В Петербурге Надежда Сергеевна на сей раз остановилась в гостинице, а не в доме князя Александра Михайловича, однако от своих аристократических привычек она не отказалась, чем повергала в уныние чиновников III Отделения, никак не желавших смириться с неизбежными расходами.
«Секретно. 23 мая 1868 года.
Князь Александр Михайлович продолжает оказывать г-же Акинфовой особое внимание, и она прямо приказывает подавать ей экипаж князя, назначая даже когда и каких лошадей закладывать… Поездки свои г-жа Акинфова делает всегда экстренно, — так что можно следить тогда только, когда она садится в экипаж, что и представляет необходимость иметь всегда наготове хорошую лошадь; ездит г. Акинфова чрезвычайно быстро» (Л. 171 об. — 172).
И в гостинице князь Горчаков продолжал навещать госпожу Акинфову. Вечером 23 мая в номере у Надежды Сергеевны был «жаркий спор» с князем Александром Михайловичем. Разговор шел на повышенных тонах, так что служитель соседнего номера услышал его через дверь. «Спор, как видно, был очень горячий, ибо г. Акинфова чуть не плакала… По словам рассказчика, г. Акинфова сказала, между прочим, князю: “Что вы думаете? Да я на ваше место десятерых найду! ” На это князь возразил: "Ну, а я вам советую, Надежда Сергеевна, быть осторожнее, потому что я могу спрятать вас туда, откуда вы никогда не выберетесь”» (Л. 173 об. — 174). Начальство заинтересовалось подробностями, однако не смогло удовлетворить вполне понятное любопытство. 25 мая безымянный автор справки был вынужден признаться, что на этот спор «обращено было внимание тоща, увы, когда он стал крупным, — а тут как раз с г-жой Акинфовой сделалась истерика и поднялась суматоха; бросились за о-де-колоном — его не оказалось; послали вниз к парикмахеру и впопыхах не взяли даже сдачи. Сегодня она целый день дома; сторы у окон опущены; вообще тишина» (Л. 175–175 об.). Тишина была обманчивой. Это была тишина перед бурей. В III Отделении были убеждены, что Надежда Сергеевна готовится к побегу за границу. Отсутствие явных приготовлений ничего не доказывало. «… Но она может бросить вещи на руки прислуги или даже передать их, для отправления по назначению, князю, — а сама выехать одна и без ничего» (Л. 174 об.). На справке сохранилась начальственная резолюция карандашом: «Теперь настало время для нашего бдительного надзора, в особенности начиная с будущего Воскресения» (Л. 173). В Петербурге ждали прибытия герцога Лейхтенбергского.
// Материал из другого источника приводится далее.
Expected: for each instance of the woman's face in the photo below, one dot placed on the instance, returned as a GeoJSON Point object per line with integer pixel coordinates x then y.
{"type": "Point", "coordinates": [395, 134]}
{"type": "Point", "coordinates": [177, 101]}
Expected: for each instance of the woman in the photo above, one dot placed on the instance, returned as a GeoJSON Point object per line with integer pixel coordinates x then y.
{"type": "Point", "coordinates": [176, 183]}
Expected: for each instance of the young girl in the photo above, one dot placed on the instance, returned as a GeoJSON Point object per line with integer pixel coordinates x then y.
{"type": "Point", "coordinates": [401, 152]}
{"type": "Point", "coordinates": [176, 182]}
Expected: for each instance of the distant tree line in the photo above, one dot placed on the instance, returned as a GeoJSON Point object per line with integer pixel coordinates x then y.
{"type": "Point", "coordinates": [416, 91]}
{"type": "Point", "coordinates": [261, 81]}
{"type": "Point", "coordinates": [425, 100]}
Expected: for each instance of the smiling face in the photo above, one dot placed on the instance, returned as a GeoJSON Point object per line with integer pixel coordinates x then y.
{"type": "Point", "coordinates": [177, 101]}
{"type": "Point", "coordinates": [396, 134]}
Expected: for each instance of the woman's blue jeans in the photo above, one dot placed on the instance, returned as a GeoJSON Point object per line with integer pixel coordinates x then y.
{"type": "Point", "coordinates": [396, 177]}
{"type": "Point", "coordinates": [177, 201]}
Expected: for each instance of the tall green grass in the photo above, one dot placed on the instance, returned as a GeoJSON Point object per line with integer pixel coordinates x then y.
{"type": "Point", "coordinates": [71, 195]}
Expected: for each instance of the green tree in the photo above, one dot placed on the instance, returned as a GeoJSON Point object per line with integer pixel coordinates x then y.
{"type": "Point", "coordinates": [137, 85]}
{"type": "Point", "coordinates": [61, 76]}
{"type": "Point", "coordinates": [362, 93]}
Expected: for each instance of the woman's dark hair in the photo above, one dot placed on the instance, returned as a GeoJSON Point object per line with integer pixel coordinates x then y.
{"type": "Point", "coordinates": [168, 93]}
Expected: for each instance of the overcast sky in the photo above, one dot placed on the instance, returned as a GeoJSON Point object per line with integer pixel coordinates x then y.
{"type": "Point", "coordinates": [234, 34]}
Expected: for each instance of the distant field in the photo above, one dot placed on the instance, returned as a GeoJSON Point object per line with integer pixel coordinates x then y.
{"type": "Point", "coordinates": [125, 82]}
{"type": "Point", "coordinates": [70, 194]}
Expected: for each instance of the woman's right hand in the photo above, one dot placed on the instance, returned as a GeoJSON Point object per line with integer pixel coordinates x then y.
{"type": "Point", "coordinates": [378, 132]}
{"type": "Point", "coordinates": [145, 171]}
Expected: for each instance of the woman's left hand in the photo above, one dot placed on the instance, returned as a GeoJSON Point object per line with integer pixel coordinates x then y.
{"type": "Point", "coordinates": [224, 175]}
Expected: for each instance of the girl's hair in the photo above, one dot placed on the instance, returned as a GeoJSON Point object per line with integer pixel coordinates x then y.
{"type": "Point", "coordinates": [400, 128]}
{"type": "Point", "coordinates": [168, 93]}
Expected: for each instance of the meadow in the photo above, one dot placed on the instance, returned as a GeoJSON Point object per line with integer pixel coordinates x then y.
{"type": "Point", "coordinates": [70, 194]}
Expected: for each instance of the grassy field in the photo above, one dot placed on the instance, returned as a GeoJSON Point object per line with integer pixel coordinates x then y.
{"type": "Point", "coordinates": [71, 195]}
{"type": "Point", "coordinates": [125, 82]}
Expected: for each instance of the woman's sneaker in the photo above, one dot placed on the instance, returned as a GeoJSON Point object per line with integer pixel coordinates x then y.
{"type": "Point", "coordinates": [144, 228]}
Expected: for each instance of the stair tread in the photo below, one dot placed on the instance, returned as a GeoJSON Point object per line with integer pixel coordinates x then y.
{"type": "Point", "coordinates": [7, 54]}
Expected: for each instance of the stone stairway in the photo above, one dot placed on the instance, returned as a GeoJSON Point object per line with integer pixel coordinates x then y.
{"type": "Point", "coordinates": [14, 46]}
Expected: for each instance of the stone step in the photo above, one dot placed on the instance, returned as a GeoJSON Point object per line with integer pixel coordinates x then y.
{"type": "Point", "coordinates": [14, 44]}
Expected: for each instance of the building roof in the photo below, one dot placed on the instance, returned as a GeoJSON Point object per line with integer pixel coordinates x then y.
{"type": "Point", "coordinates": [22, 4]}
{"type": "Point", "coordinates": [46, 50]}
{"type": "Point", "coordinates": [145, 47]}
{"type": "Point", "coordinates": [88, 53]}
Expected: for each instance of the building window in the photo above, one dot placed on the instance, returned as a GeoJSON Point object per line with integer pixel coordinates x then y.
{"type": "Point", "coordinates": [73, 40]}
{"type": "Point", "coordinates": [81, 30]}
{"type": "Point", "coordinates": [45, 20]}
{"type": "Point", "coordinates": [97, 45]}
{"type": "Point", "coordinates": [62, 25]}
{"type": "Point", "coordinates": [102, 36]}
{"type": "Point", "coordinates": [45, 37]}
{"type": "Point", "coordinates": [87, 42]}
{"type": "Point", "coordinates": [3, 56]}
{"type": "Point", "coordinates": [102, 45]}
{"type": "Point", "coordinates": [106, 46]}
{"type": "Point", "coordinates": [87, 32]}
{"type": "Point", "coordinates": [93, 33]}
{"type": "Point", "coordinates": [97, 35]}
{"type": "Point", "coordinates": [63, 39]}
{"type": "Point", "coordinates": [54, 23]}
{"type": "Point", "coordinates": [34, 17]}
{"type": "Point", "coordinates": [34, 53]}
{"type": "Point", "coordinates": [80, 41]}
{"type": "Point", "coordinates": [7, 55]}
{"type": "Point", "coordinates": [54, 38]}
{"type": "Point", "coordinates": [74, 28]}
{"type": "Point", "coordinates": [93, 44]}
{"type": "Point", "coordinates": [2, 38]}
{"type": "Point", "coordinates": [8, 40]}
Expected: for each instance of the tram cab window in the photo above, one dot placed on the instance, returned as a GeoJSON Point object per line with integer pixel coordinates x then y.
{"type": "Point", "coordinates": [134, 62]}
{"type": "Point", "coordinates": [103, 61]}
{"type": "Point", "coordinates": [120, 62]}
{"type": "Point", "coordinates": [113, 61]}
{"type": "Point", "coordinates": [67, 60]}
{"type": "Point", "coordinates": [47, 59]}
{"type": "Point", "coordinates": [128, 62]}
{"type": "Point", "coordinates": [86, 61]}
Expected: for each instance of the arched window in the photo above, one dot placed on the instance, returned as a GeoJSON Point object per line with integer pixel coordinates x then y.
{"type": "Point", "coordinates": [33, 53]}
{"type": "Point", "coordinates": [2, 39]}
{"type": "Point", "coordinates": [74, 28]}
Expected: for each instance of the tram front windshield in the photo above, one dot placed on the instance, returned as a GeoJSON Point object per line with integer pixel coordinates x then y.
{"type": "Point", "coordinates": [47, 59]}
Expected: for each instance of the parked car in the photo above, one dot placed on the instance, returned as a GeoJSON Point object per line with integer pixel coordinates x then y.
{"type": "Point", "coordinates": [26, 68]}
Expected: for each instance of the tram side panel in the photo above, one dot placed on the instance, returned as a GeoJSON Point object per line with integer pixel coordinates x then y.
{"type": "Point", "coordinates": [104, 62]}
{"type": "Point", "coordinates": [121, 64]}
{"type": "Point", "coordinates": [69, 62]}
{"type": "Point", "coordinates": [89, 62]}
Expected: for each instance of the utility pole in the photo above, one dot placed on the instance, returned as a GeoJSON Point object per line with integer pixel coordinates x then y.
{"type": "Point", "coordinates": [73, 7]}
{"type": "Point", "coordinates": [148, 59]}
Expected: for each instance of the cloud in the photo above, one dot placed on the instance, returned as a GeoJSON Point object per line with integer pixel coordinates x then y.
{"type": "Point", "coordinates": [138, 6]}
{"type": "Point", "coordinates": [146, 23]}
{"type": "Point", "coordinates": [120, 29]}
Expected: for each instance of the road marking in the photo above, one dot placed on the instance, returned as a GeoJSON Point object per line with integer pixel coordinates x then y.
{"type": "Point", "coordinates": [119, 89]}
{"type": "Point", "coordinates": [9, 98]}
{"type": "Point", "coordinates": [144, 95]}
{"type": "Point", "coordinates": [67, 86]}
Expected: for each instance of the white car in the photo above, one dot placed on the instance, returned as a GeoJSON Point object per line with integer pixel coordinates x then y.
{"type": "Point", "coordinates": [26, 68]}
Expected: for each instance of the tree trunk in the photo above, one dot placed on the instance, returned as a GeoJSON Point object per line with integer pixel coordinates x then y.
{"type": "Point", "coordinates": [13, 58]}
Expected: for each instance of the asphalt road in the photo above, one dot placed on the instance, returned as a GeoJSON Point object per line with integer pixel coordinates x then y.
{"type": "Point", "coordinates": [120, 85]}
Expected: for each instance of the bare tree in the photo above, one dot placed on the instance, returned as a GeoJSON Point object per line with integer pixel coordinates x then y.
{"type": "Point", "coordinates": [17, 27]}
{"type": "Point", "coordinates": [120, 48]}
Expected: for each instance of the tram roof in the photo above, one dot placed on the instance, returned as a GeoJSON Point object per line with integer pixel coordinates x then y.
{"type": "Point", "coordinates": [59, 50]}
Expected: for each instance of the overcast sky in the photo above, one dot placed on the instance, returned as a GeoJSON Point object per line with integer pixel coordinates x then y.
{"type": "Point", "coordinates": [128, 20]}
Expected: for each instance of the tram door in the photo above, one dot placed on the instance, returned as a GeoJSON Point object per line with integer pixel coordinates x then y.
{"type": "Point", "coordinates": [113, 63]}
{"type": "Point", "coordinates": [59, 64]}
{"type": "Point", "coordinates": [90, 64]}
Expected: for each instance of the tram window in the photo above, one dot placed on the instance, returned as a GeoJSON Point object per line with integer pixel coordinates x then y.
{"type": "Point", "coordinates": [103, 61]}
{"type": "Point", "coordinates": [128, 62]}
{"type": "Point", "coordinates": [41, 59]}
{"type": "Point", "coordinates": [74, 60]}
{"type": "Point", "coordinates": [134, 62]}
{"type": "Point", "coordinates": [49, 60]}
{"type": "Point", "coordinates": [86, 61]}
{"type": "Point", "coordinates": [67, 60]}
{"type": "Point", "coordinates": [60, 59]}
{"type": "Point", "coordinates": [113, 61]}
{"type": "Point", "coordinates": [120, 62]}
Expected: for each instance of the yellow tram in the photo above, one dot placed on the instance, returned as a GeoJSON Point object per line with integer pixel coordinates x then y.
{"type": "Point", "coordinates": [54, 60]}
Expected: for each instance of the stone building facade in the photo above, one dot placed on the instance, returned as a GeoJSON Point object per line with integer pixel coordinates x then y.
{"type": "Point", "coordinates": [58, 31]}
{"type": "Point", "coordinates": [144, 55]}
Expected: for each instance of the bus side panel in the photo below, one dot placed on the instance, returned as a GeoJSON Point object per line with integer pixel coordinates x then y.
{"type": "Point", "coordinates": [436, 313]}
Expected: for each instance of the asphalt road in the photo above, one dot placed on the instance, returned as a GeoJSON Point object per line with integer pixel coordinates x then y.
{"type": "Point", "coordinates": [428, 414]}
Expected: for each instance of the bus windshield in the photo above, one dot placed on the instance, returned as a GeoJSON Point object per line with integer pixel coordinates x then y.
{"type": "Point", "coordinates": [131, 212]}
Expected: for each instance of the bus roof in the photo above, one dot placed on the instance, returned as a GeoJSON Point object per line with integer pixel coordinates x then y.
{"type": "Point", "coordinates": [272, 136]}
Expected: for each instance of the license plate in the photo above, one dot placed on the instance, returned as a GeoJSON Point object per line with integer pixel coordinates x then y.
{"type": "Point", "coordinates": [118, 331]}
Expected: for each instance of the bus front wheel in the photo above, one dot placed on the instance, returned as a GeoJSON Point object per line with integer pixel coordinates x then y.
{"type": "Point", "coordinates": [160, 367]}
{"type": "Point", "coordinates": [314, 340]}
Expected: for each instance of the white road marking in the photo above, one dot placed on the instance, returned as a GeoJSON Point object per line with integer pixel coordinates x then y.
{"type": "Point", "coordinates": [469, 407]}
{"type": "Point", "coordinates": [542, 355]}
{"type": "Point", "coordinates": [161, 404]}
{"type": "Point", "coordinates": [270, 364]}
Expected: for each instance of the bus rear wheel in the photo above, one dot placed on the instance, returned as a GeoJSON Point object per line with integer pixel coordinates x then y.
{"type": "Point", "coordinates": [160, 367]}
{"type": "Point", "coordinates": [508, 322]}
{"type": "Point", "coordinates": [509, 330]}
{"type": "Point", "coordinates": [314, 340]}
Лишь 5 июня 1868 года титулярному советнику Роману из беседы с кучером Акинфовой удалось выяснить причину истерики, приключившейся с Надеждой Сергеевной. «Кучер добавил, что она давно бы удрала, да князь (Ал<ександр> Мих<айлович>) ее уговаривает, и что она беременна от герцога, а потому и думает ехать в Финляндию, дабы подальше от стыда» (Л. 198 об. — 199).
Ехать в Финляндию госпоже Акинфовой не пришлось.
«Ея В<ысочество> Мария Николаевна и Его В<ысочество> Николай Максимилианович изволили прибыть сего числа в 5 ? ч. пополудни. <…> Ак<инфова> во весь день никуда не выезжает. Роман. 9 июня 1868 г.» (Л. 200).